Judges: Whitman
Filed Date: 7/15/1843
Status: Precedential
Modified Date: 10/19/2024
The opinion of the Court was drawn up by
The oxen alleged to have been converted by the defendant to his own use, were never actually in his possession. He merely said to the person having them in custody, and who was alleged to be the debtor in the precept, which the defendant had in his- possession for service, that he was ordered to attach them as his property, and must do so, and that he did attach them ; and thereupon the alleged debtor procured-a person, not being the plaintiff, to give a receipt for them, stipulating to deliver them to the defendant, as usual in cases of attachment of personal property on mesne process.
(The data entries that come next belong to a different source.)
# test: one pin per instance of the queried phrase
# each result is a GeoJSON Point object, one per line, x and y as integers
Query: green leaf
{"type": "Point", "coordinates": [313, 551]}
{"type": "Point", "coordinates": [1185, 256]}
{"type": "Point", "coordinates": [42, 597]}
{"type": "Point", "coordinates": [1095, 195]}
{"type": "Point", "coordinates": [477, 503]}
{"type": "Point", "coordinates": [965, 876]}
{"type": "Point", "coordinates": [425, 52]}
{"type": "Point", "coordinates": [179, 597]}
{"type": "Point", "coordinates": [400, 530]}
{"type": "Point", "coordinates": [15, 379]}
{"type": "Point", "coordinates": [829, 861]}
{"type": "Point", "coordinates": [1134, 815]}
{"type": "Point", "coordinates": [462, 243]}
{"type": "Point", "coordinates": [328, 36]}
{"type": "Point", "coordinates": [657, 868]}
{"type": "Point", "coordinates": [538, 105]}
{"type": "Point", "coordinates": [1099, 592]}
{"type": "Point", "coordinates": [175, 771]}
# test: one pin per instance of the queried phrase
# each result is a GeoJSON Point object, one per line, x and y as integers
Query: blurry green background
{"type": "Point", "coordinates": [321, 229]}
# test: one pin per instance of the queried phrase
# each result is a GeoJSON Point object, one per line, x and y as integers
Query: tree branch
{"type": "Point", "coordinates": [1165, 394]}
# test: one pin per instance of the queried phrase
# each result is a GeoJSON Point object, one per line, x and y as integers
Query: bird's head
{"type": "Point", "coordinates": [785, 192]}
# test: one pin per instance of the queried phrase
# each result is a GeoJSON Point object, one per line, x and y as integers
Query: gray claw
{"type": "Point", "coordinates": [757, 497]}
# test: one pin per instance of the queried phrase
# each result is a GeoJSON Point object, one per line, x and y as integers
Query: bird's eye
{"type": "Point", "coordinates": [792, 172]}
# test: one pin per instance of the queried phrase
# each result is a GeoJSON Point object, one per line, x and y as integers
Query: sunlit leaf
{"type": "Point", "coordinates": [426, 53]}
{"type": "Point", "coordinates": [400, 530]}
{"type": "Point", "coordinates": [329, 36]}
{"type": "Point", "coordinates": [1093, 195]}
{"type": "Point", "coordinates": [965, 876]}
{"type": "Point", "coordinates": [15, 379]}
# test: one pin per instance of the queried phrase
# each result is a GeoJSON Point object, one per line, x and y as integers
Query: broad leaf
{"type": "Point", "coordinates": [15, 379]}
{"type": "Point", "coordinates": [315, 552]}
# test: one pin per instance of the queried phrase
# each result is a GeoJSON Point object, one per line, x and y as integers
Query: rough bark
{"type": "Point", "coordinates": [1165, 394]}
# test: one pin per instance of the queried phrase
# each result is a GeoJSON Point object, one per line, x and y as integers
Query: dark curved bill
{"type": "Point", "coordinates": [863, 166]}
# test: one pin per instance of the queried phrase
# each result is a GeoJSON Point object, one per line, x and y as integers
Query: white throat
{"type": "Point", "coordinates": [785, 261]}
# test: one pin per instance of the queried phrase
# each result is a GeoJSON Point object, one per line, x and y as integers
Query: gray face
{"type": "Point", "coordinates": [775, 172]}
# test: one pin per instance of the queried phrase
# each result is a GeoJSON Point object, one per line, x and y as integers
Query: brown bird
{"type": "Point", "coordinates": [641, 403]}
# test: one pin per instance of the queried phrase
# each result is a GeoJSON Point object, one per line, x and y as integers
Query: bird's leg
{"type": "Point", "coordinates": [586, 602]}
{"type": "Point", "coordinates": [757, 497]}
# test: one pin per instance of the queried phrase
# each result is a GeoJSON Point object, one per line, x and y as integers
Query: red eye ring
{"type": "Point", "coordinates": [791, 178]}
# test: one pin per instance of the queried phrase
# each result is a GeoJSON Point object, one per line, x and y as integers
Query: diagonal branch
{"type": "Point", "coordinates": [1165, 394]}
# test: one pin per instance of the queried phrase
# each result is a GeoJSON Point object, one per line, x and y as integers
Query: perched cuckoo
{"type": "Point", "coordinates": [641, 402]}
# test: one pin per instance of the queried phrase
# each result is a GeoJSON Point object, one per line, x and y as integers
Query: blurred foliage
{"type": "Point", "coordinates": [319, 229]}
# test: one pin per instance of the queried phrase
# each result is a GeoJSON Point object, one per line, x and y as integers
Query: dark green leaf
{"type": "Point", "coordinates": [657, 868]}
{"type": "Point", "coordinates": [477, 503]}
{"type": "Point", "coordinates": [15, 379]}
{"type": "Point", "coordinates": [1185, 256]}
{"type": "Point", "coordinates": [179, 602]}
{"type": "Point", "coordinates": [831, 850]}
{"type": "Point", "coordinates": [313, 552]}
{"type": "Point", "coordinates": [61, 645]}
It does not appear that the defendant ever returned them as attached on his precept. If he liad, in the case of Boynton v. Willard, 10 Pick. 166, Mr. Justice Wild, in delivering the opinion of the Court, even in the case of the return by an officer of an attachment of property, says, “ we think, therefore, that it cannot be maintained, as a proposition universally true, that the return of an attachment of personal property conclusively proves the taking, so as to subject the officer to an action of trespass.” It is undoubtedly true, as laid down in the elementary works cited, that the slightest, actual interference, disturbing another in his enjoyment of the possession of his property, unlawfully, is a trespass. But the defendant in this case never for a moment disturbed the possession of the person having the oxen in custody.
The plaintiff relies mainly upon the authority of the cases of Bristol v. Burt, 7 Johns. 254, and Phillips & al. v. Hall
The case at bar is very distinguishable from either of these; from the first, as the defendant here never interrupted the possession of the plaintiff, or his agent, for a moment; and from the last, inasmuch as the plaintiff did not procure the receipters and was not, so far as appears, liable to them in any event. It was the debtor, named in the process, who had procured the receipters, and who, for aught that appears, was alone answerable to them for any loss arising from their liability. And it was his possession alone, if of any one, which had been disturbed. The plaintiff’s rights were in nowise affected to his injury. The oxen remained where he had placed them; and he could at any time resume his actual possession of them. They were, according to the testimony of his witness, at his control. To allow him, under such circumstances, to recover the value of them, or the amount for which the receipters stood responsible, would be to allow him to keep his oxen, and yet to recover pay for them of the defendant.
Plaintiff therefore, according to the agreement of the parties, must become nonsuit.